For a status snapshot:

“Currently active processes: 31 total across 6 templates. 8 have at least one overdue task. The most affected template is Vendor Onboarding (5 of 9 active runs have overdue tasks). The oldest overdue task is 11 days past due, assigned to the Procurement team.”

That last detail - identifying the specific bottleneck and who owns it - is what makes this more useful than a dashboard. A dashboard shows you the number. Your AI tells you what it means and who to talk to.

Tips for better results

Specify time ranges explicitly. “This month” is good. “Since January 1st” is better when you want precision. “Last 30 days” works well for rolling windows. If you don’t specify, the AI will often ask - but giving it upfront saves a round trip.

Name the template exactly as it appears in Tallyfy. If the template is called “Client Onboarding v2”, use that name. If you’re not sure, ask: “What templates do we have for onboarding?” and pick from the list.

Ask for a specific format. “Markdown table”, “bullet points”, “numbered list by total processes”, “sorted by average duration” - the more specific you are about format, the less editing you need to do before sharing.

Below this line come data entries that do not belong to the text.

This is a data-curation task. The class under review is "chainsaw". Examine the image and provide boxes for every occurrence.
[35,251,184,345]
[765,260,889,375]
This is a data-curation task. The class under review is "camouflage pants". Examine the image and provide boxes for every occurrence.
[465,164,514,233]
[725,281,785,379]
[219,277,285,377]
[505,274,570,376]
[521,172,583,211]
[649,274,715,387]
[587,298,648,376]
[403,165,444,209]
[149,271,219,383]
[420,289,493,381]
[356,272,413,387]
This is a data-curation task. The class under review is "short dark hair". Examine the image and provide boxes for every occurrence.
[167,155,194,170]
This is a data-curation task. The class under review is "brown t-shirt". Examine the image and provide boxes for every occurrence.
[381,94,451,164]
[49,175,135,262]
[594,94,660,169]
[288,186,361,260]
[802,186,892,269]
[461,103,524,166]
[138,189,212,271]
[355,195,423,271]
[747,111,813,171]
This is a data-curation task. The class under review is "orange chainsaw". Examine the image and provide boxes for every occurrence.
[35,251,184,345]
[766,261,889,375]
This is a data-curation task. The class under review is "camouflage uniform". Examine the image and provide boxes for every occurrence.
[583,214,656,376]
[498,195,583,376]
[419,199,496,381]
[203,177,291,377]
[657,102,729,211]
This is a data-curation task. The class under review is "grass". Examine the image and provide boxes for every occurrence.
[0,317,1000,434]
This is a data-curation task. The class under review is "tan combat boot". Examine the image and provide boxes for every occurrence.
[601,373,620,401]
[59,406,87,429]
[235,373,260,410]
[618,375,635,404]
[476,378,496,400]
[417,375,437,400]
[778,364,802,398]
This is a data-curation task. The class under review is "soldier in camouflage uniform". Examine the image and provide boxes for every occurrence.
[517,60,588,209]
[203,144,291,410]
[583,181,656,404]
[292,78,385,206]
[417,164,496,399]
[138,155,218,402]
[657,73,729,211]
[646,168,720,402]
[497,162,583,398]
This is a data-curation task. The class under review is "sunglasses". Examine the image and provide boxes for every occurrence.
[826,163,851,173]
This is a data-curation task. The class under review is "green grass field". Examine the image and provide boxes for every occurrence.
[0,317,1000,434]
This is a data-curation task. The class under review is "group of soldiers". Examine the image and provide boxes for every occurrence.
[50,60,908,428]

For comparisons, be explicit about what you’re comparing. “Compare Q1 and Q2” is clear. “Compare this year to last year, broken down by template” is even better because it tells the AI exactly what dimensions to split on.

Start broad, then drill down. “Show me all processes” followed by “drill into the ones that took the longest” is usually faster than constructing a complex filtered query upfront. You can narrow down once you see what the data looks like.

If you need exact numbers, ask the AI to count rather than estimate. For precision reporting - headcounts, completion rates, SLA compliance - explicitly ask the AI to count each item rather than give you a rough figure. It will be more careful about exactness when you make that expectation clear.

Combine with actions. Once you have your report, you can act on it in the same conversation. “Send a reminder to everyone with an overdue task in those processes” or “Flag the three slowest processes for review” - Tallyfy’s MCP integration means your AI can read and write, not just read.

When this is most useful

Weekly team reviews. Instead of manually building a status report before every meeting, ask your AI to generate it. Five seconds instead of thirty minutes.

End-of-quarter rollups. Completion counts, average durations, team performance breakdowns - all available in one conversation without touching a spreadsheet.

Identifying template problems. If the same step keeps showing up as the bottleneck across dozens of process instances, that’s a template problem, not a people problem. Reporting at scale makes this pattern visible.

Client updates. “Show me the current status of the Riverbank Financial onboarding process” gives you everything you need for a client call - what’s done, what’s in progress, what’s next, and whether anything is behind.

Capacity planning. “Who has the most active tasks right now?” or “Which team member is involved in the most running processes?” helps you spot overload before someone drops the ball.